Documentation Issues. (Equating to the Artefacts part of MACE)

When we have technology issues, the culprit is usually the documents that defined their choice, design, build, deployment or a mixture of all four. We may have many Documentation issues (which can be large) but our Documentation issues are very small when compared to another type of issue.

Process Issues. (Equating to the Methods part of MACE)

When bad documents are produced or used in a bad way, the culprit is usually the Process by which they were produced. We may have many Process issues (which can be large) but our Process issues are very very very small when compared to another type of issue.

Cultural Issues. (Obviously Equating to the Culture part of MACE)

When bad processes are followed (or good ones are circumvented), the culprit is usually the Culture that provides the context for those Processes. Politics and People have always been the root cause of most problems related to Enterprise Transformation.

The biggest enemy (or ally) of Enterprise Transformation is Culture. Culture trumps Everything™ as the saying goes. But this is much much more than a saying. It is a very cold hard fact. If ignored, it literally has the capacity to destroy our Enterprise.

The Culture that most Enterprises operate for Enterprise Transformation is at best, of insufficient maturity, and at worst, dragging down the entire Transformation capability and taking the rest of the Enterprise down with it.

When attempting to change the culture of our Enterprise it is imperative to understand what our current culture is, to be able to effectively begin to change it.
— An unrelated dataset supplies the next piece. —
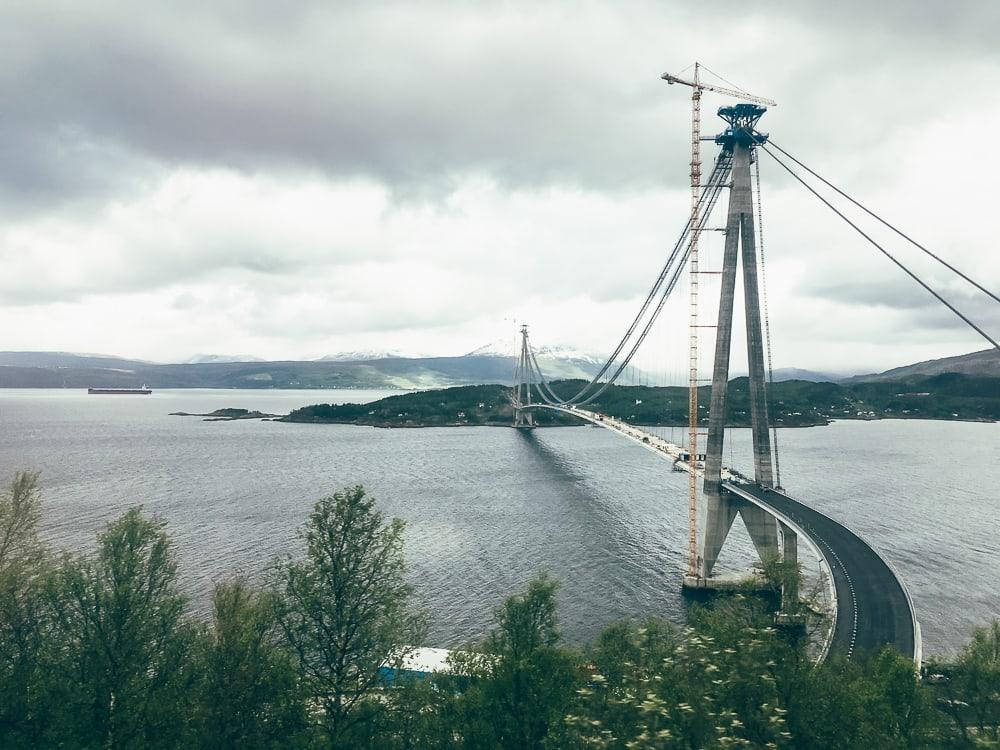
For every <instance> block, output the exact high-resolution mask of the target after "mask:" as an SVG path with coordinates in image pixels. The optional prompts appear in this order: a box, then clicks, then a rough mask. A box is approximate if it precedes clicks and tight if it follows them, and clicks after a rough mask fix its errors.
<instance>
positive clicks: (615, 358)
mask: <svg viewBox="0 0 1000 750" xmlns="http://www.w3.org/2000/svg"><path fill="white" fill-rule="evenodd" d="M731 167H732V159H731V158H730V156H729V154H727V153H726V152H722V153H721V154H720V155H719V158H718V159H717V160H716V164H715V169H714V170H713V171H712V174H711V176H710V177H709V181H708V183H707V184H706V185H705V190H704V192H703V193H702V197H701V205H702V213H701V218H700V220H699V222H698V226H697V227H695V228H694V231H702V228H703V227H704V224H705V222H706V221H707V220H708V218H709V215H710V214H711V213H712V210H713V209H714V208H715V204H716V202H717V200H718V197H719V193H720V192H721V191H722V188H723V187H725V182H726V180H727V178H728V176H729V174H730V169H731ZM691 223H692V222H691V218H688V220H687V223H686V224H685V227H684V231H683V233H682V234H681V236H680V238H679V239H678V240H677V243H676V244H675V245H674V249H673V251H672V252H671V254H670V257H669V258H668V259H667V262H666V263H665V264H664V266H663V269H662V270H661V271H660V275H659V277H658V278H657V280H656V283H655V284H654V285H653V288H652V289H651V290H650V292H649V294H648V295H647V297H646V300H645V301H644V302H643V304H642V307H641V308H640V310H639V313H638V314H637V315H636V316H635V319H634V320H633V321H632V324H631V325H630V326H629V327H628V330H626V332H625V335H624V336H622V338H621V340H620V341H619V342H618V346H617V347H616V348H615V350H614V352H612V354H611V356H610V357H608V359H607V361H606V362H605V363H604V366H603V367H601V369H600V371H599V372H598V373H597V374H596V375H595V376H594V378H593V379H592V380H591V381H590V382H589V383H587V385H585V386H584V387H583V388H581V389H580V391H579V392H578V393H576V394H575V395H574V396H573V397H571V398H568V399H563V398H560V397H559V396H557V395H556V394H555V392H554V391H553V390H552V388H551V386H549V385H548V384H546V387H547V388H548V389H549V392H550V394H552V396H554V397H555V398H556V399H557V400H558V401H559V402H560V403H561V404H571V403H575V404H579V405H583V404H587V403H590V402H591V401H593V400H594V399H595V398H597V397H598V396H599V395H600V394H601V393H603V392H604V391H605V390H607V388H608V386H609V385H611V384H612V383H614V381H615V380H617V378H618V377H619V376H620V375H621V373H622V372H623V371H624V369H625V367H626V366H627V365H628V363H629V361H630V360H631V359H632V357H633V356H634V355H635V352H636V350H637V349H638V348H639V345H640V344H641V343H642V342H643V341H644V340H645V338H646V335H647V334H648V333H649V330H650V329H651V328H652V325H653V323H654V322H655V320H656V318H657V317H658V316H659V314H660V311H661V310H662V309H663V305H664V304H665V303H666V298H667V297H668V296H669V295H670V292H671V291H673V288H674V286H675V285H676V283H677V277H678V273H679V270H680V269H682V268H683V267H684V264H685V263H686V262H687V257H688V252H687V250H684V252H683V254H682V255H681V257H680V261H679V263H677V264H676V265H675V263H674V262H675V261H676V260H677V258H678V255H679V254H681V250H682V248H685V245H686V243H685V239H686V238H687V236H688V234H689V233H690V232H691V231H692V227H691ZM671 271H673V273H672V274H671ZM668 276H670V281H669V283H668V285H667V290H666V291H665V292H664V293H663V294H662V295H661V298H660V301H659V302H658V304H657V305H656V307H655V309H654V312H653V313H652V314H651V316H650V318H649V319H648V320H647V322H646V324H645V326H644V328H643V330H642V332H641V334H640V336H639V338H638V340H637V341H636V343H635V344H634V345H633V346H632V348H631V349H630V350H629V353H628V355H627V356H626V357H625V359H624V360H623V361H622V362H621V363H620V365H619V366H618V368H617V369H616V370H615V372H614V374H613V375H612V376H611V377H610V378H609V380H608V381H607V382H606V383H604V384H603V385H601V386H600V387H599V388H598V390H597V392H596V393H591V394H589V395H588V391H590V390H591V389H593V388H594V387H595V386H597V385H598V382H599V380H600V379H601V378H602V377H603V376H604V375H605V373H607V371H608V370H610V369H611V368H612V366H613V365H614V364H615V362H616V360H617V358H618V355H619V354H621V352H622V350H623V349H624V348H625V346H626V345H627V344H628V342H629V340H630V339H631V337H632V334H633V333H635V330H636V328H638V325H639V323H640V321H641V320H642V319H643V317H644V316H645V313H646V311H647V310H648V309H649V305H650V303H651V302H652V300H653V299H654V298H655V295H656V293H657V292H658V291H659V290H660V289H661V287H662V286H663V282H664V281H665V280H666V279H667V277H668ZM539 375H541V372H540V371H539ZM581 399H583V400H581Z"/></svg>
But what do we mean by “Changing our culture”? A “culture” is not something tangible. What we really mean when we say “Changing our culture” is “Changing our people”. And changing our people is the same as changing anything else - we cannot begin to change it unless we understand it first. If we don’t, it is likely that we will produce unwanted and un-expected detrimental and potentially disastrous side-effects.  Often, merely understanding other peoples and departments points of view and why they think and say what they do can reap huge benefits. Misunderstandings only lead to negative feelings and a resistance to “help” the other party even if that “help” would cost little or nothing.


Questions to ponder...

Do you agree that Cultural issues are much more important than process or technology issues?

What specific issues (relating to the Culture used for EA) apply to your Enterprise?